Lee, 76 tahun, meminta maaf karena "mengakibatkan kekhawatiran" ketika berdiri di hadapan Kantor Jaksa Pusat Seoul, menurut kantor berita Yonhap.
Selama beberapa pekan ini, media melaporkan keterlibatan Lee dalam kasus suap, penggelapan uang, dan penyalahgunaan kuasa di sejumlah organisasi Korea Selatan termasuk Badan Intelijen Nasional hingga Samsung.
Jaksa penuntut dikabarkan menyiapkan 100 halaman berisi pertanyaan mengenai kemenangan pemilihan presiden tahun 2008 dan pembentukan pemerintahan Lee setelah itu.

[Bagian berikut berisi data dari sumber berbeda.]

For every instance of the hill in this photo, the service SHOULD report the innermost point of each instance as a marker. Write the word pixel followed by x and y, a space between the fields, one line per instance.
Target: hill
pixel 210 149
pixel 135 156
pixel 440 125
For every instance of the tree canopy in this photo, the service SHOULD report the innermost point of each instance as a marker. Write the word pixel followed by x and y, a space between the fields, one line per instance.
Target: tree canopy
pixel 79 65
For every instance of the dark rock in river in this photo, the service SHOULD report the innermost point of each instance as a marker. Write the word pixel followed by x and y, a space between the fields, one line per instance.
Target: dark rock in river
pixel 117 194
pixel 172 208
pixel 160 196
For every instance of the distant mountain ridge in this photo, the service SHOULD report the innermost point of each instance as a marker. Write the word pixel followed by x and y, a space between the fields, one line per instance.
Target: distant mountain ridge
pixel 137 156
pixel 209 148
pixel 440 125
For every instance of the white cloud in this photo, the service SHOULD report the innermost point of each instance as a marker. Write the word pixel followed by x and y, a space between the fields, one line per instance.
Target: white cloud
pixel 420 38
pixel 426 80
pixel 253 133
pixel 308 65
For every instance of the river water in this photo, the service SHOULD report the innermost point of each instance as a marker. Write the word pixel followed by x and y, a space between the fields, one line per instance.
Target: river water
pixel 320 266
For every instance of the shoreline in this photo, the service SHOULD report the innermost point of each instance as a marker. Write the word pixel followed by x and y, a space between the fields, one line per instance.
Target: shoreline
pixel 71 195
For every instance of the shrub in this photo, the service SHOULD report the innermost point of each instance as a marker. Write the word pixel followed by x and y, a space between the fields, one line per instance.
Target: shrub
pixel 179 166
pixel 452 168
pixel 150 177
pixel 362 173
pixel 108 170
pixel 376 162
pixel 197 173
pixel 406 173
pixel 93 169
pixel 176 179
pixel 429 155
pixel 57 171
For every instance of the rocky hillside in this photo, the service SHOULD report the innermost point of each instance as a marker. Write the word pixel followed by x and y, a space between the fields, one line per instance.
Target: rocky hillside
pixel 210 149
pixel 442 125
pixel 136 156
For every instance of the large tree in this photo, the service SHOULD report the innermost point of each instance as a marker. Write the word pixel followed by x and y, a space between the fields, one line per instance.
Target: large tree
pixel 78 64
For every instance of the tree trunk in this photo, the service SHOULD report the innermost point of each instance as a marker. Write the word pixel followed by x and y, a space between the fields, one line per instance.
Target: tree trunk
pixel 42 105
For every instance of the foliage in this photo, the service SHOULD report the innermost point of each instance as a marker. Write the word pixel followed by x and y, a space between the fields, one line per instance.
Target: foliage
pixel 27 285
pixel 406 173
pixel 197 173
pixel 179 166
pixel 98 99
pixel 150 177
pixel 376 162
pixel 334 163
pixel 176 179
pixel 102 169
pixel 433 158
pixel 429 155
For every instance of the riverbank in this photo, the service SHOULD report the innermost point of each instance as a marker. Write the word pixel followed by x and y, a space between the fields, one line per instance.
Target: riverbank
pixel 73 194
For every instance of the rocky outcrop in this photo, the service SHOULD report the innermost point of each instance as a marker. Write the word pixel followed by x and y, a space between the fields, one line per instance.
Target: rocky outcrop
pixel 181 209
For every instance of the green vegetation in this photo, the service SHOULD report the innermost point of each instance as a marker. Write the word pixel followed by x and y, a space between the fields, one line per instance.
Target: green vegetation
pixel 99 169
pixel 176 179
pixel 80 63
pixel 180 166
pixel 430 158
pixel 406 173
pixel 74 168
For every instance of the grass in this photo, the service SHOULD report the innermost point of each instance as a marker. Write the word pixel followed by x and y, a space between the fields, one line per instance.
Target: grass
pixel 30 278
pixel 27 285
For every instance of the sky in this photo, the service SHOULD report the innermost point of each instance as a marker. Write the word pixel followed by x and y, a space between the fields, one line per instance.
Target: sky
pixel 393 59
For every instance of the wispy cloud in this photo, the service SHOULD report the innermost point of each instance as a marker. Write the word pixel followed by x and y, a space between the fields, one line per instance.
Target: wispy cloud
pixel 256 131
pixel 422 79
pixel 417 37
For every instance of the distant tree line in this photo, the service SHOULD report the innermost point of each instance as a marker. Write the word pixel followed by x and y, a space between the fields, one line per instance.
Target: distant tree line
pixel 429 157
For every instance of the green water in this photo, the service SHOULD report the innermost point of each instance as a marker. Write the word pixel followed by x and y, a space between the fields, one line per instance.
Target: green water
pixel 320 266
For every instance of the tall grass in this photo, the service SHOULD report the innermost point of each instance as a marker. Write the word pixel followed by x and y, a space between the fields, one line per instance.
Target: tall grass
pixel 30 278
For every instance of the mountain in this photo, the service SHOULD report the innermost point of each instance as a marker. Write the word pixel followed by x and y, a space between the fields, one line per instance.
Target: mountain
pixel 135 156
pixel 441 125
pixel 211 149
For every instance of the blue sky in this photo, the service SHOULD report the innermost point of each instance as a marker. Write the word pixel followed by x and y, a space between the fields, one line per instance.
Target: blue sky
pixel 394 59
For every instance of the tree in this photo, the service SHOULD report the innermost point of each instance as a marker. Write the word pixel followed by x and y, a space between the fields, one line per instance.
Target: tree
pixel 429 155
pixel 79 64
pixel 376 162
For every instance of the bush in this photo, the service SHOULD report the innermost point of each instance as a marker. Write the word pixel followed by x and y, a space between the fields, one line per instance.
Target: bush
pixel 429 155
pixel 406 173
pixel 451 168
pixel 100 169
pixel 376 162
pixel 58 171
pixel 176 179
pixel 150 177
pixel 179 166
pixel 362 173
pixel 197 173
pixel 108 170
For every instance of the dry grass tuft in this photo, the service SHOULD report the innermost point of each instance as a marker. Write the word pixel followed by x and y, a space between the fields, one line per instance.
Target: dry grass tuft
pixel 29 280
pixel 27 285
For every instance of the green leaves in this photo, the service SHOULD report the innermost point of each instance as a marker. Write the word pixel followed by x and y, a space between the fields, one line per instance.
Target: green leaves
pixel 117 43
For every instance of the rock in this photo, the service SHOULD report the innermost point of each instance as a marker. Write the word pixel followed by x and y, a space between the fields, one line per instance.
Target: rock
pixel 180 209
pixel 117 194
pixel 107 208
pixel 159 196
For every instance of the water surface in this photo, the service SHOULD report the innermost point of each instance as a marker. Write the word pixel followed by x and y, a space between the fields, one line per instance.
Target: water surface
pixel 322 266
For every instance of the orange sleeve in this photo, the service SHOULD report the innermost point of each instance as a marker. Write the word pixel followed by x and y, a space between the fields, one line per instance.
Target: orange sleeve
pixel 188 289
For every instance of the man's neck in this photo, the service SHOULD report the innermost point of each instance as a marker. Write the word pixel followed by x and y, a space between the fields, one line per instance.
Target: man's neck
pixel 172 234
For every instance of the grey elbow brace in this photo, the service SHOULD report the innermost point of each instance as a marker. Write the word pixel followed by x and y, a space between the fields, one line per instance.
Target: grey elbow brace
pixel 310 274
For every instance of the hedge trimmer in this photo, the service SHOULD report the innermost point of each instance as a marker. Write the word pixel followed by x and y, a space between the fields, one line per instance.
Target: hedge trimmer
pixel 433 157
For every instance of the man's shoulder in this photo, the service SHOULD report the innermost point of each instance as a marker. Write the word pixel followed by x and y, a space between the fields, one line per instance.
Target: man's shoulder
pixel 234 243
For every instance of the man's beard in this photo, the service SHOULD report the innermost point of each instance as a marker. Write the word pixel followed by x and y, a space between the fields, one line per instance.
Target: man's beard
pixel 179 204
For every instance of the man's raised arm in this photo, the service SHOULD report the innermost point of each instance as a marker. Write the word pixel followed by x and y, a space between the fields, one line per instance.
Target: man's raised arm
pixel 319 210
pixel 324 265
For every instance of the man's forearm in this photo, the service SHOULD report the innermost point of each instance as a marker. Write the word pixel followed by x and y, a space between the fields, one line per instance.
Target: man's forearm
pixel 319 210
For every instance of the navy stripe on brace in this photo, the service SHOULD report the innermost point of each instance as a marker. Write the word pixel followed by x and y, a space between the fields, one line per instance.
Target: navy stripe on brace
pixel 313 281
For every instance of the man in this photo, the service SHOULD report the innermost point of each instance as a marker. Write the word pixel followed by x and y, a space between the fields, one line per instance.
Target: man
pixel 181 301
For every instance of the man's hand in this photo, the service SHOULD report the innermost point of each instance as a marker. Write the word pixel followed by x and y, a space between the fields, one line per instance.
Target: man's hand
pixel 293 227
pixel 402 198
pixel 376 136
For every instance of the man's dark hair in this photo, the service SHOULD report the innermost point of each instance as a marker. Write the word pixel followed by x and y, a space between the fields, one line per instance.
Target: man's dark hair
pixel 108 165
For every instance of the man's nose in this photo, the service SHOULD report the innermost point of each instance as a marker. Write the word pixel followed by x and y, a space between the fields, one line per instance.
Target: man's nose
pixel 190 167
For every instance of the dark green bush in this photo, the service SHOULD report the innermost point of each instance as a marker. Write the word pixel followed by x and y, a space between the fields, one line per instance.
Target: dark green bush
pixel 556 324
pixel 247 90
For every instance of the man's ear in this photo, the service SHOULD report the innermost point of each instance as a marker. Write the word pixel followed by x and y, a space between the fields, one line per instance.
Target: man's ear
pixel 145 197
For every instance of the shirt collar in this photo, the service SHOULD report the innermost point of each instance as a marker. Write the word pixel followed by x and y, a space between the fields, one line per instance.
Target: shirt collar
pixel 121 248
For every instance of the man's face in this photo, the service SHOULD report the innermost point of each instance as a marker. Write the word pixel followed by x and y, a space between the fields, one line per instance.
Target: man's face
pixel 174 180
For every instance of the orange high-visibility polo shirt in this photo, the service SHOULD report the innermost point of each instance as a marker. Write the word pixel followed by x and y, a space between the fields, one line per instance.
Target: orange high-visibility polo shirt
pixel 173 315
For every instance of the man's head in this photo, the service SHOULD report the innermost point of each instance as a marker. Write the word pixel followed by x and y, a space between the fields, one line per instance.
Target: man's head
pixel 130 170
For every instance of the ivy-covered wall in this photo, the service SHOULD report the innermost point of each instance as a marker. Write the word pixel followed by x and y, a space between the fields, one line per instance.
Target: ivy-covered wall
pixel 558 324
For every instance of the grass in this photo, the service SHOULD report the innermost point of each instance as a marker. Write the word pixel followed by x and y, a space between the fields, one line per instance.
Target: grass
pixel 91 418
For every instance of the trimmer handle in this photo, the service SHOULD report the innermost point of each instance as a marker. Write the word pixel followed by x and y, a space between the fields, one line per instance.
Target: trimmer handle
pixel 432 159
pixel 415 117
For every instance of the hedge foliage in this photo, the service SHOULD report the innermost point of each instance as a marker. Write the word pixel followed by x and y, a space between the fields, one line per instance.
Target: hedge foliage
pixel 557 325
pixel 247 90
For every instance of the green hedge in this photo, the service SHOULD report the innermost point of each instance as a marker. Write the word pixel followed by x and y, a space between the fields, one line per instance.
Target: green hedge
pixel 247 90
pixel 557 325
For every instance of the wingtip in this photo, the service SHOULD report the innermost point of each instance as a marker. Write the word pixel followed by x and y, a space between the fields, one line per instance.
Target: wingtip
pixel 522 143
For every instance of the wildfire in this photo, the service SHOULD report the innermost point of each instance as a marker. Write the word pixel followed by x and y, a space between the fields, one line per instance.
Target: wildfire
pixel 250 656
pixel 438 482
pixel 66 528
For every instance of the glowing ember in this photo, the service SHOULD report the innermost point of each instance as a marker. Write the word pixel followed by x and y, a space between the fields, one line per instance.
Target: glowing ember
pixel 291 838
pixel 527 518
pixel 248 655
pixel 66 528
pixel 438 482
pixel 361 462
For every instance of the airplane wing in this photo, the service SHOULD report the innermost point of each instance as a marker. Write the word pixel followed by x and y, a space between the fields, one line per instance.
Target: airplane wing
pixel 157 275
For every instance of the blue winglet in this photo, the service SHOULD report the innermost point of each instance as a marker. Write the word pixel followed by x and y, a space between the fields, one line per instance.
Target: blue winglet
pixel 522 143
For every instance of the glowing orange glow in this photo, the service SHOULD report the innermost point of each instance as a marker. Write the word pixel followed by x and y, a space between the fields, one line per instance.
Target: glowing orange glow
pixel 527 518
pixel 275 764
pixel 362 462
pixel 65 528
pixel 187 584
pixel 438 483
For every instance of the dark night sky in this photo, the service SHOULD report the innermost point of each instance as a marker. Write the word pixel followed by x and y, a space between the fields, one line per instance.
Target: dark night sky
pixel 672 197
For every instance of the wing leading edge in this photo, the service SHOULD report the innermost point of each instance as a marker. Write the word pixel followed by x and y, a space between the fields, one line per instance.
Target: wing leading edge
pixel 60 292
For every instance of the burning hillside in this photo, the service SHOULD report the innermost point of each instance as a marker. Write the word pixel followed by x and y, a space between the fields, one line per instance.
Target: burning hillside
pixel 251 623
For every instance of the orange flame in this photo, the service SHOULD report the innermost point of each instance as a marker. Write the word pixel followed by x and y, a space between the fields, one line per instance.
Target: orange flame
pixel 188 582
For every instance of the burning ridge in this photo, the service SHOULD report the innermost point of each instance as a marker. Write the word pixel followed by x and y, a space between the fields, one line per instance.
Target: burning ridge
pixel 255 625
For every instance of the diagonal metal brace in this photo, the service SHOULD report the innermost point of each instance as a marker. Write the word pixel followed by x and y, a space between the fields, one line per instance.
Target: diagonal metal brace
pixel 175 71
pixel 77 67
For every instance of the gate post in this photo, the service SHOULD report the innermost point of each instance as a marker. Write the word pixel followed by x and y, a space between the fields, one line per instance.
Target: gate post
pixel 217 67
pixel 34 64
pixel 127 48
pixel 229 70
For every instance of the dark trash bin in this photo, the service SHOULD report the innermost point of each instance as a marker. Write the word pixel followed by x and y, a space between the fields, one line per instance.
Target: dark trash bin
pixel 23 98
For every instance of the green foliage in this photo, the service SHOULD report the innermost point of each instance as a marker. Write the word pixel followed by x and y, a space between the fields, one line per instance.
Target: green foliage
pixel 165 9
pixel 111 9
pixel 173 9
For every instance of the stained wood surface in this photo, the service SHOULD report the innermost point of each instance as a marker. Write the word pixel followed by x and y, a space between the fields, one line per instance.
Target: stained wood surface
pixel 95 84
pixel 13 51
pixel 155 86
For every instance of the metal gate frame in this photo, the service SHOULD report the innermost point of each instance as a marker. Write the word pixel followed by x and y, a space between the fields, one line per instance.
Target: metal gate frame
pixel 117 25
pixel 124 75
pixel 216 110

Namun Lee mengatakan semua tuduhan terhadapnya itu adalah serangan politik.
Sesi interogasi pada Rabu diperkirakan akan berlangsung hingga malam hari.
Mantan presiden itu masuk ke ranah politik setelah meraih sukses sebagai kepala eksekutif di perusahaan Hyundai Engineering & Construction Co.
Setelah Lee lengser pada 2013, dia digantikan oleh Park Geun-hye, yang saat ini juga menanti vonis dari sidang korupsi.